Domino Addition Worksheets

About These 15 Worksheets

These worksheets use images of dominos, with each domino having a certain number of dots on each side. The goal is for students to add the number of dots on one side of the domino to the number of dots on the other side to find the total. They can be a fun and effective way for children to practice their addition skills. They combine visual learning (counting the dots on the dominos) with abstract learning (writing down and adding the numbers), which can help reinforce the concept of addition.

The worksheets may present these dominoes with dots already marked, with one side blank for students to complete, or with spaces for students to imagine or draw the dots themselves. The objective is to count the dots on each side of the domino and then add them together to find the total number of dots, which represents the sum of the two numbers.

The real goal here is to help students understand the concept of “part-part-whole,” a fundamental aspect of early mathematics education that helps students understand how smaller parts combine to make a larger whole. In this case, the two sides of the domino are the parts, and the total number of dots is the whole. This introduces children to the concept of the commutative property of addition.

A Look At The Individual Worksheets

The journey kicks off with Adding Horizontal Dominoes, where students simply count the dots on each end and add ’em up-sort of like dominoes got a college degree in arithmetic. Add Summing Uneven Domino, and now one side has more dots than the other-sneaky, but still countable. Then comes Domino Adds Up To and Addends to Sum, which bust out basic “find‑the‑pair” addition skills, helping kids grasp that numbers are like best friends who, when combined, make a bigger buddy. These exercises hammer in the part‑part‑whole concept using dot‑pictures-simple yet effective.

Next, the Domino Matching and Down the Domino worksheets turn counting into a brain‑y puzzle: match the domino with its sum or follow a trail of dominos and sums. Then Domino Addition Top and Bottom shakes things up by asking kids to calculate both halves independently-and maybe teach their left brain and right brain to coordinate for once. These templates reinforce whether you count left‑to‑right or top‑to‑bottom, showing that math doesn’t care about orientation-just results.

What’s That Add To?, Addend and Sum Domino, and 3 Domino Addends introduce the classic “find the missing piece” twist. Suddenly, the total or one side is hidden and the student plays detective. They flex reverse‑math muscles and uncover mysterious domino secrets. This cultivates critical thinking: not just adding-but probing.

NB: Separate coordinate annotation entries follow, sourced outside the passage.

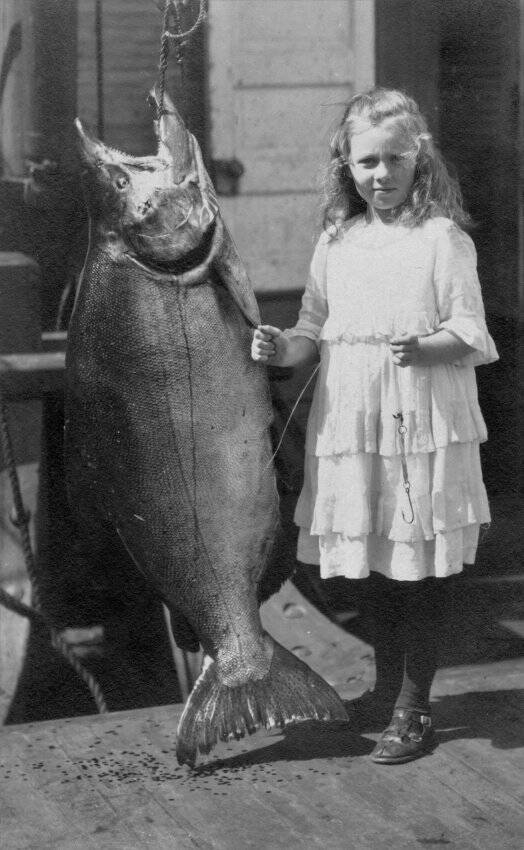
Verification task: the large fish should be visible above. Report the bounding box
[65,89,346,765]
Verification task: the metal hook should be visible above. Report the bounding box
[402,481,415,525]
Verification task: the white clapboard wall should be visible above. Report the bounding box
[208,0,374,292]
[78,0,375,291]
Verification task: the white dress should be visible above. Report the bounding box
[286,216,498,580]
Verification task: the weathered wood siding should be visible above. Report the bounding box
[78,0,162,155]
[209,0,373,292]
[78,0,374,291]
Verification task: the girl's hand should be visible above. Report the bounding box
[251,325,287,366]
[389,334,421,368]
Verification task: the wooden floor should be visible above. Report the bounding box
[0,585,524,850]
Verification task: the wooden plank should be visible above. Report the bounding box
[0,688,524,850]
[234,83,353,192]
[232,0,354,87]
[220,194,319,293]
[0,351,65,399]
[260,581,374,698]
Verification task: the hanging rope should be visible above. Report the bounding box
[0,391,107,714]
[157,0,207,118]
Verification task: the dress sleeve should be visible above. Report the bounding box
[435,223,498,366]
[284,233,329,342]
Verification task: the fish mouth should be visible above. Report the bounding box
[127,220,216,276]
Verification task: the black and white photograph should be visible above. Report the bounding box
[0,0,524,850]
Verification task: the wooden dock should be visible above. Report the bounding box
[0,584,524,850]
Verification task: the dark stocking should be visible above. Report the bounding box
[366,572,404,708]
[395,578,447,713]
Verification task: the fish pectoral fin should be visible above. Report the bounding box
[177,636,348,767]
[213,225,260,328]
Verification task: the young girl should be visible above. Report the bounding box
[252,89,497,764]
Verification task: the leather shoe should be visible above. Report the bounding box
[371,708,437,764]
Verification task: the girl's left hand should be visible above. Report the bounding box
[389,334,421,368]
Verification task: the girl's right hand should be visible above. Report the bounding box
[251,325,286,366]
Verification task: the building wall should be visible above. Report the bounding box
[209,0,374,292]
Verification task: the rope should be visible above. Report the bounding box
[0,391,107,714]
[157,0,207,118]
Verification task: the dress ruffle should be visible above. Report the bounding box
[297,525,486,581]
[306,340,487,457]
[287,217,498,581]
[295,442,490,581]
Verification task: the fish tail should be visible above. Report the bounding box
[177,636,348,767]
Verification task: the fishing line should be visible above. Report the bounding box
[264,363,320,472]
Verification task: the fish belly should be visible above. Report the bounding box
[66,255,278,662]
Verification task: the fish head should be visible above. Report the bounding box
[75,104,218,270]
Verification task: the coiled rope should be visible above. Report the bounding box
[157,0,207,118]
[0,391,107,714]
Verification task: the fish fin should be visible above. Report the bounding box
[177,635,348,767]
[213,224,260,328]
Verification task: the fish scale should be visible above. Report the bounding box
[65,84,346,765]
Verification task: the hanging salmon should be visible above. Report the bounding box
[65,89,346,765]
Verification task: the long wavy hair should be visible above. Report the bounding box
[322,87,471,231]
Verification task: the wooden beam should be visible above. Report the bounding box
[0,351,65,401]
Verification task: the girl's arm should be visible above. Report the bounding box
[389,329,475,367]
[251,325,318,366]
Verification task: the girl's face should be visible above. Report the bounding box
[349,118,416,221]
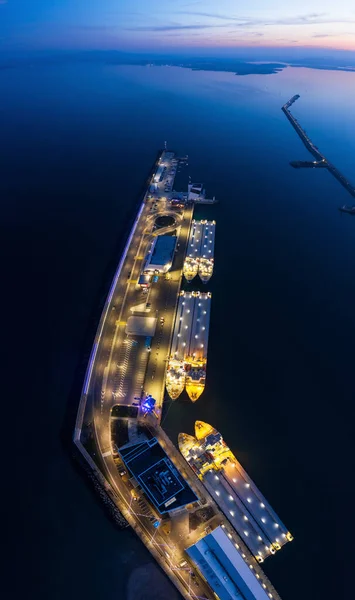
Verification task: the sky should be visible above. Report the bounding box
[0,0,355,52]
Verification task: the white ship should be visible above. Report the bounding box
[183,219,216,283]
[178,421,293,562]
[166,359,186,400]
[198,221,216,283]
[166,291,211,402]
[183,219,203,281]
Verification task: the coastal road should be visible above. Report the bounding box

Then it’s time to break out the artistic flair with Domino Making Sum and Make Your Own Dominoes. Here, children design their own puzzles-choose dots, add up, and craft a domino sequence with meaning (to them). It’s like giving them the composer’s baton. Create Addition Sentence and Domino Number Bonds extend it further, asking them to write out the numeric sentences and draw bonds between parts and wholes. This encourages students to articulate their thinking-not just solve it.

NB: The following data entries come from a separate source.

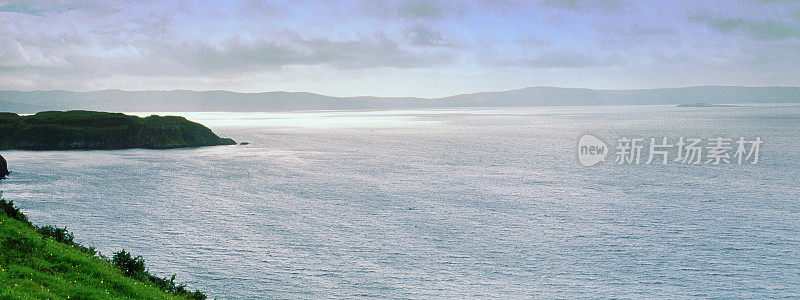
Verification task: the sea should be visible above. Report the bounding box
[0,105,800,299]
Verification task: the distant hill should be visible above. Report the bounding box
[0,111,236,150]
[0,86,800,113]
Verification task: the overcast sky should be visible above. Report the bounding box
[0,0,800,97]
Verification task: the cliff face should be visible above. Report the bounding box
[0,155,11,179]
[0,110,236,150]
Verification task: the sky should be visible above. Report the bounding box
[0,0,800,97]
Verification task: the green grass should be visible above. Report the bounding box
[0,199,205,299]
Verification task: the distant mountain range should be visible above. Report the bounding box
[0,86,800,113]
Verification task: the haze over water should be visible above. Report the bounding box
[0,106,800,299]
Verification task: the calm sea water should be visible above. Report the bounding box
[0,106,800,299]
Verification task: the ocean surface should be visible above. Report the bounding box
[0,106,800,299]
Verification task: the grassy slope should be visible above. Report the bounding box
[0,200,194,299]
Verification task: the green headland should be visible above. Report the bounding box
[0,110,236,150]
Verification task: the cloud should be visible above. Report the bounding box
[497,52,622,69]
[694,15,800,40]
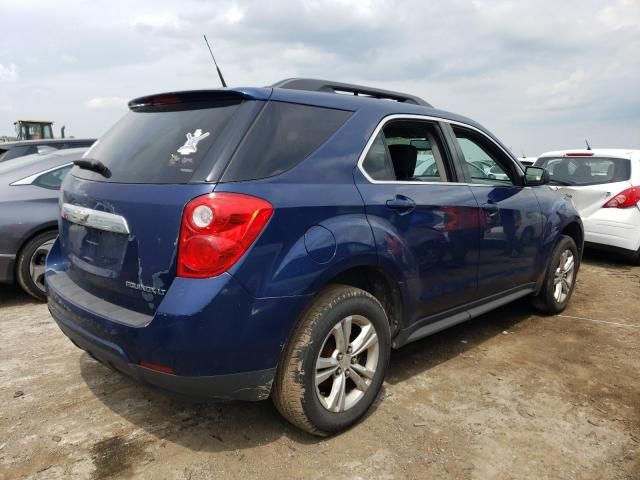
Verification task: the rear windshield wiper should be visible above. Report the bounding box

From Scratch is the blank‑canvas superstar, challenging kids to invent their own domino setups from zero, no prompts. It’s like telling them “you’re the artist-just add!” They learn deeper than counting-they learn invention. The whole collection blends visual counting, matching, missing pieces, creative design, and abstract representation-all delivered with the casual pep of a stand‑up comedy routine (at domino conferences).

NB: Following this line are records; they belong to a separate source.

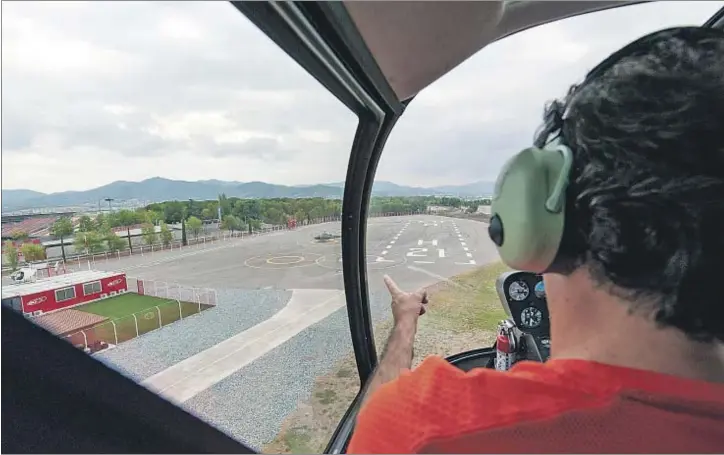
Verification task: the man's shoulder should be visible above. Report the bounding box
[390,356,592,420]
[355,357,590,452]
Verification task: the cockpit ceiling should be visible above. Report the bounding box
[344,1,642,101]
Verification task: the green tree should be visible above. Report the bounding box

What is the Commutative Property of Addition?

The commutative property of addition is one of the fundamental properties of arithmetic operations. It states that the order in which you add numbers does not change the sum. In other words, if you are adding two or more numbers, you can add them in any order and the result will be the same.

Mathematically, it can be expressed as follows for any real numbers a and b:

a + b = b + a

For example, if you are adding 3 and 5, according to the commutative property, you can add them as 3 + 5 or as 5 + 3, and you will get the same answer (8) either way.

This property is very useful for solving mathematical problems and simplifying calculations, as it allows us to rearrange terms in an expression to make the calculation easier.

It’s also a key concept that is often introduced early in a child’s mathematical education, typically around the same time they start learning about addition. It’s worth noting that this property holds for multiplication as well (a x b = b x a), but does not hold for subtraction or division.